Package guarantees

A package comprises some number of slots and some amount of memory all on a single host. Administrators can configure an SLA of a number of packages for jobs of a particular class. The idea is that a package has all the slot and memory resources for a single job of that class to run. Each job running in a guarantee pool must occupy the whole multiple of packages. Best practice is to define a package size based on the resource requirement of the jobs for which you made the guarantees.

Configuring guarantee package policies

Guarantee policies (pools) are configured in lsb.resources. For package guarantees, these policies specify:

  • A set (pool) of hosts

  • The resources in a package

  • How many packages to reserve for each set of service classes

  • Policies for loaning out reserved resources that are not immediately needed

Configuration is done the same as for a slot or host guarantee policy, with a GuaranteedResourcePoolsection in lsb.resources. The main difference being that the TYPE parameter is used to express the package resources. The following example is a guarantee package pool defined in lsb.resources:

Begin GuaranteedResourcePool
NAME = example_pool
TYPE = package[slots=1:mem=1000]
HOSTS = hgroup1
RES_SELECT = mem > 16000
DISTRIBUTION = ([sc1, 25%] [sc2, 25%] [sc3, 30%])
End GuaranteedResourcePool

A package need not have both slots and memory. Setting TYPE=package[slots=1] gives essentially the same result as a slot pool. It may be useful to have only slots in a package (and not mem) in order to provide guarantees for parallel jobs that require multiple CPUs on a single host, where memory is not an important resource. It is likely not useful to configure guarantees of only memory without slots, although the feature supports this.

Each host can belong to at most one slot/host/package guarantee pool. At mbatchd startup time, it will go through hosts one by one. For each host, mbatchd will go through the list of guarantee pools in configuration order, and assign the host to the first pool for which the job meets the RES_SELECT and HOSTS criteria.

Total packages of a pool

The total packages of a pool is intended to represent the number of packages that can be supplied by the pool if there are no jobs running in the pool. This total is used for:

  • Display purposes – bresources displays the total for each pool, as well as showing the pool status as overcommitted when the number guaranteed in the pool exceeds the total.

  • Determining the actual number of packages to reserve when guarantees are given as percentages instead of absolute numbers.

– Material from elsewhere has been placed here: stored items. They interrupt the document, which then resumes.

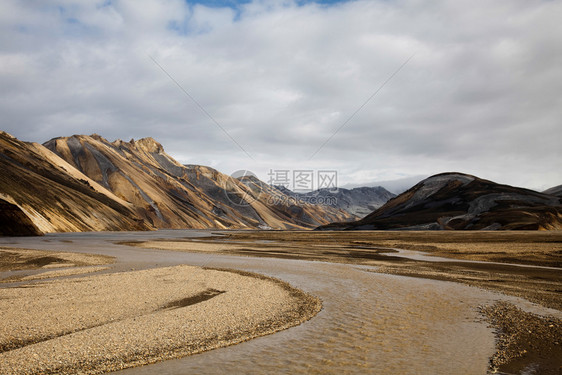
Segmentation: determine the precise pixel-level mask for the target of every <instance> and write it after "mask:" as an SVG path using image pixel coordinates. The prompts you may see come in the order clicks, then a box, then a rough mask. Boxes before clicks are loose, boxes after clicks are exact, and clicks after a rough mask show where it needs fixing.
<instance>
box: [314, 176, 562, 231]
mask: <svg viewBox="0 0 562 375" xmlns="http://www.w3.org/2000/svg"><path fill="white" fill-rule="evenodd" d="M559 190H560V189H559V188H554V189H552V190H551V189H549V190H547V192H546V193H544V192H543V193H539V192H536V191H532V190H528V189H523V188H517V187H513V186H508V185H501V184H497V183H494V182H492V181H488V180H484V179H481V178H478V177H476V176H471V175H467V174H462V173H442V174H438V175H435V176H431V177H429V178H427V179H425V180H423V181H421V182H420V183H418V184H416V185H415V186H413V187H412V188H411V189H409V190H407V191H406V192H404V193H402V194H400V195H398V196H397V197H395V198H393V199H391V200H389V201H388V202H387V203H386V204H384V205H383V206H382V207H380V208H379V209H377V210H375V211H374V212H372V213H371V214H369V215H367V216H366V217H364V218H363V219H361V220H358V221H354V222H347V223H332V224H329V225H326V226H321V227H319V228H317V229H319V230H389V229H390V230H442V229H453V230H496V229H503V230H552V229H562V199H561V197H560V195H559V194H560V191H559ZM557 192H558V195H556V193H557Z"/></svg>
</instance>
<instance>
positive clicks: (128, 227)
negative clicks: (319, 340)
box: [0, 132, 562, 235]
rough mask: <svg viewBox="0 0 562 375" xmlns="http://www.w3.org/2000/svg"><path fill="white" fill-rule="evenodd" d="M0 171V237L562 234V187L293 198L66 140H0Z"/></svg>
mask: <svg viewBox="0 0 562 375" xmlns="http://www.w3.org/2000/svg"><path fill="white" fill-rule="evenodd" d="M0 169H1V171H2V173H1V174H0V235H37V234H42V233H49V232H70V231H72V232H80V231H118V230H152V229H161V228H170V229H184V228H198V229H204V228H214V229H307V228H315V227H317V228H318V229H321V230H389V229H390V230H428V229H429V230H432V229H448V230H451V229H452V230H474V229H476V230H478V229H483V230H491V229H506V230H509V229H530V230H541V229H542V230H550V229H561V228H562V203H561V202H562V185H561V186H556V187H553V188H551V189H548V190H546V191H544V192H542V193H540V192H536V191H532V190H528V189H522V188H517V187H513V186H508V185H501V184H497V183H494V182H492V181H488V180H484V179H481V178H478V177H476V176H471V175H467V174H463V173H442V174H439V175H435V176H432V177H429V178H427V179H424V180H422V181H421V182H419V183H418V184H416V185H415V186H413V187H412V188H410V189H409V190H407V191H405V192H404V193H402V194H400V195H398V196H395V195H394V194H392V193H390V192H388V191H387V190H385V189H384V188H382V187H363V188H354V189H343V188H339V189H337V190H334V191H331V190H329V189H321V190H317V191H313V192H308V193H304V194H303V193H300V194H299V193H295V192H292V191H290V190H288V189H285V188H283V187H280V186H271V185H268V184H266V183H264V182H262V181H260V180H259V179H258V178H257V177H255V176H252V175H243V176H241V177H239V178H234V177H232V176H228V175H225V174H223V173H221V172H219V171H217V170H215V169H213V168H210V167H205V166H201V165H182V164H180V163H178V162H177V161H176V160H174V159H173V158H172V157H171V156H169V155H168V154H167V153H166V152H165V151H164V148H163V147H162V145H161V144H159V143H158V142H156V141H155V140H154V139H152V138H143V139H139V140H136V141H135V140H134V139H133V140H131V141H129V142H125V141H122V140H117V141H114V142H109V141H108V140H106V139H104V138H103V137H101V136H99V135H95V134H94V135H91V136H85V135H74V136H71V137H59V138H54V139H51V140H50V141H48V142H45V143H44V144H43V145H40V144H38V143H29V142H23V141H20V140H18V139H16V138H15V137H13V136H11V135H9V134H7V133H5V132H0ZM363 216H364V217H363ZM359 217H363V218H362V219H359V220H357V219H358V218H359ZM354 220H355V221H354Z"/></svg>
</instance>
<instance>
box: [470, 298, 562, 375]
mask: <svg viewBox="0 0 562 375" xmlns="http://www.w3.org/2000/svg"><path fill="white" fill-rule="evenodd" d="M480 311H481V312H482V313H483V314H484V315H485V316H486V317H487V320H488V321H489V322H490V323H491V324H492V326H493V327H494V328H495V329H496V330H497V334H498V337H499V339H498V343H497V348H498V351H497V352H496V354H495V355H494V356H493V357H492V359H491V360H490V362H491V363H490V365H491V369H492V370H494V371H499V372H501V373H507V374H511V373H518V372H519V370H520V369H521V368H522V367H525V370H526V371H524V372H522V373H528V374H544V375H560V374H562V365H561V359H562V321H560V319H556V318H552V317H543V316H539V315H535V314H532V313H529V312H525V311H522V310H521V309H519V308H517V307H516V306H514V305H512V304H510V303H506V302H498V303H496V304H495V305H493V306H484V307H480Z"/></svg>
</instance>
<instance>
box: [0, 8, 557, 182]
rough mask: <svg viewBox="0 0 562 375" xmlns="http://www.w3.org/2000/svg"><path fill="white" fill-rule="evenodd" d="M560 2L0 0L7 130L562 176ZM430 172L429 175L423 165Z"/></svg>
mask: <svg viewBox="0 0 562 375" xmlns="http://www.w3.org/2000/svg"><path fill="white" fill-rule="evenodd" d="M561 19H562V2H561V1H536V0H494V1H488V0H486V1H480V0H467V1H464V0H454V1H453V0H451V1H439V0H437V1H421V0H411V1H410V0H399V1H392V0H384V1H383V0H381V1H377V0H366V1H363V0H356V1H312V0H299V1H294V0H271V1H268V0H246V1H235V0H223V1H219V0H208V1H185V0H160V1H156V0H144V1H133V0H128V1H127V0H125V1H119V0H115V1H78V0H76V1H73V0H60V1H38V0H37V1H34V0H29V1H20V0H0V114H1V115H0V122H1V123H0V130H4V131H7V132H8V133H11V134H12V135H14V136H16V137H18V138H20V139H22V140H26V141H35V142H41V143H42V142H44V141H47V140H49V139H50V138H53V137H57V136H68V135H72V134H92V133H98V134H100V135H102V136H103V137H105V138H107V139H109V140H114V139H124V140H129V139H131V138H135V139H138V138H142V137H147V136H151V137H153V138H155V139H156V140H158V141H159V142H160V143H162V144H163V146H164V148H165V149H166V151H167V152H168V153H169V154H170V155H172V156H173V157H175V158H176V159H177V160H179V161H180V162H182V163H186V164H187V163H190V164H203V165H209V166H212V167H215V168H217V169H219V170H220V171H222V172H224V173H228V174H230V173H232V172H234V171H236V170H239V169H247V170H251V171H253V172H255V173H256V174H257V175H258V176H259V177H260V178H262V179H263V180H268V171H270V170H273V171H280V170H291V171H292V170H301V169H307V170H314V171H318V170H336V171H337V172H338V182H339V185H340V186H342V185H348V184H355V185H362V184H373V183H375V182H377V181H383V180H394V179H401V178H408V177H412V176H427V175H431V174H435V173H440V172H445V171H460V172H466V173H471V174H475V175H478V176H480V177H483V178H487V179H491V180H494V181H497V182H501V183H507V184H512V185H518V186H524V187H529V188H534V189H545V188H548V187H551V186H554V185H559V184H562V162H561V160H562V151H561V149H562V147H560V141H561V140H562V23H561V22H560V20H561ZM414 178H417V177H414Z"/></svg>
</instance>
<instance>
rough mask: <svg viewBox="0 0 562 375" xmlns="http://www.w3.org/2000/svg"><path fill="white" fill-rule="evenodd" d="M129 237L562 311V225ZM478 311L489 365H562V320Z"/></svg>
mask: <svg viewBox="0 0 562 375" xmlns="http://www.w3.org/2000/svg"><path fill="white" fill-rule="evenodd" d="M203 241H204V242H203ZM128 244H130V245H135V246H141V247H145V248H154V249H162V250H173V251H189V252H192V251H203V252H212V253H223V254H237V255H250V256H259V257H274V258H283V259H306V260H319V261H330V262H338V263H351V264H361V265H369V266H376V267H377V268H376V272H383V273H390V274H395V275H402V276H410V277H416V278H428V279H435V280H446V281H454V282H460V283H464V284H468V285H471V286H477V287H480V288H485V289H490V290H495V291H499V292H502V293H505V294H508V295H512V296H517V297H523V298H526V299H528V300H530V301H532V302H535V303H538V304H540V305H543V306H545V307H549V308H553V309H556V310H559V311H560V310H562V294H561V291H562V269H561V268H560V266H561V265H562V232H353V233H349V232H310V231H308V232H306V231H304V232H283V231H276V232H264V231H246V232H222V236H220V237H211V236H210V237H208V238H206V239H202V238H199V239H196V240H192V239H174V240H169V239H161V240H152V241H145V242H128ZM390 248H402V249H412V250H420V251H426V252H429V253H430V254H431V255H436V256H439V257H445V258H450V261H449V260H448V259H440V260H438V261H420V260H415V259H407V258H402V257H398V256H393V254H392V250H389V249H390ZM455 259H459V260H464V261H468V262H462V263H461V262H455V261H454V260H455ZM472 261H475V262H472ZM492 262H497V263H499V264H495V263H492ZM512 264H518V265H525V266H530V267H520V266H514V265H512ZM533 266H539V267H550V268H537V267H533ZM481 311H482V313H483V316H484V317H485V318H486V319H487V320H488V321H489V322H490V324H492V325H493V326H494V327H495V329H496V332H497V339H498V350H497V352H496V354H495V355H494V356H493V357H492V358H491V366H490V370H492V371H497V370H500V371H505V372H506V373H518V372H519V371H531V370H532V371H539V372H538V373H544V374H555V375H558V374H559V373H560V371H562V339H561V337H562V320H561V319H559V318H556V317H552V316H538V315H534V314H530V313H528V312H524V311H522V310H520V309H518V308H517V307H516V306H513V305H509V304H505V303H499V304H495V305H490V306H484V307H481Z"/></svg>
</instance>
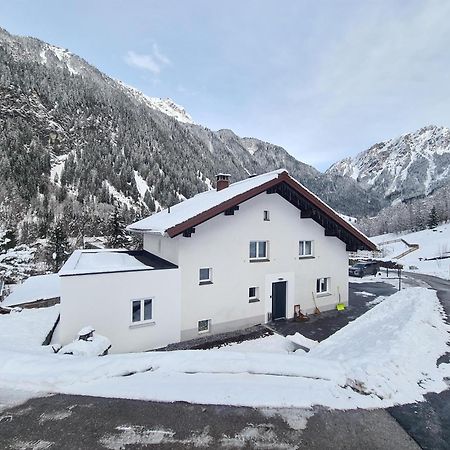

LSF calculates the total packages of a pool by summing over all hosts in the pool, the total package each host. Hosts that are currently unavailable are not considered to be part of a pool. On each host in a pool, the total contributed by the host is the number of packages that fit into the MXJ and total memory of the host. For the purposes of computing the total packages of the host, mbschd estimates the total memory for LSF jobs as the minimum of:

  • The total slots of the host (MXJ), and

  • The maximum memory of the host, i.e. maxmem as reported by lshosts.

The total packages on a host is the number of packages that can fit into the total slots and maxmem of the host.. This way, if there are processes on the host not belonging to LSF jobs, the memory occupied by these processes does not count toward the total packages for the host. Even if we kill all the LSF jobs on the host, we may not be able to have LSF jobs use mem all the way to maxmem.

Memory on a host will be used by processes outside of LSF jobs. The result may be that even when there are no jobs running on a host, the number of free packages on the host is less than the total packages of the host. The free packages are computed from the available slots and available memory (mem).

Currently available packages in a pool

So that LSF knows how many packages to reserve during scheduling, LSF must track the number of available packages in each package pool. The number of packages available on a host in the pool is equal to the number of packages that fit into the free resources on the host. The available packages of a pool is simply this amount summed over all hosts in the pool.

For example, suppose there are 5 slots and 5 GB free on the host. Each package contains 2 slots and 2 GB memory. Therefore, there are 2 packages currently available on the host.

Hosts in other states are temporarily excluded from the pool, and any SLA jobs running on hosts in other states are not counted towards the guarantee.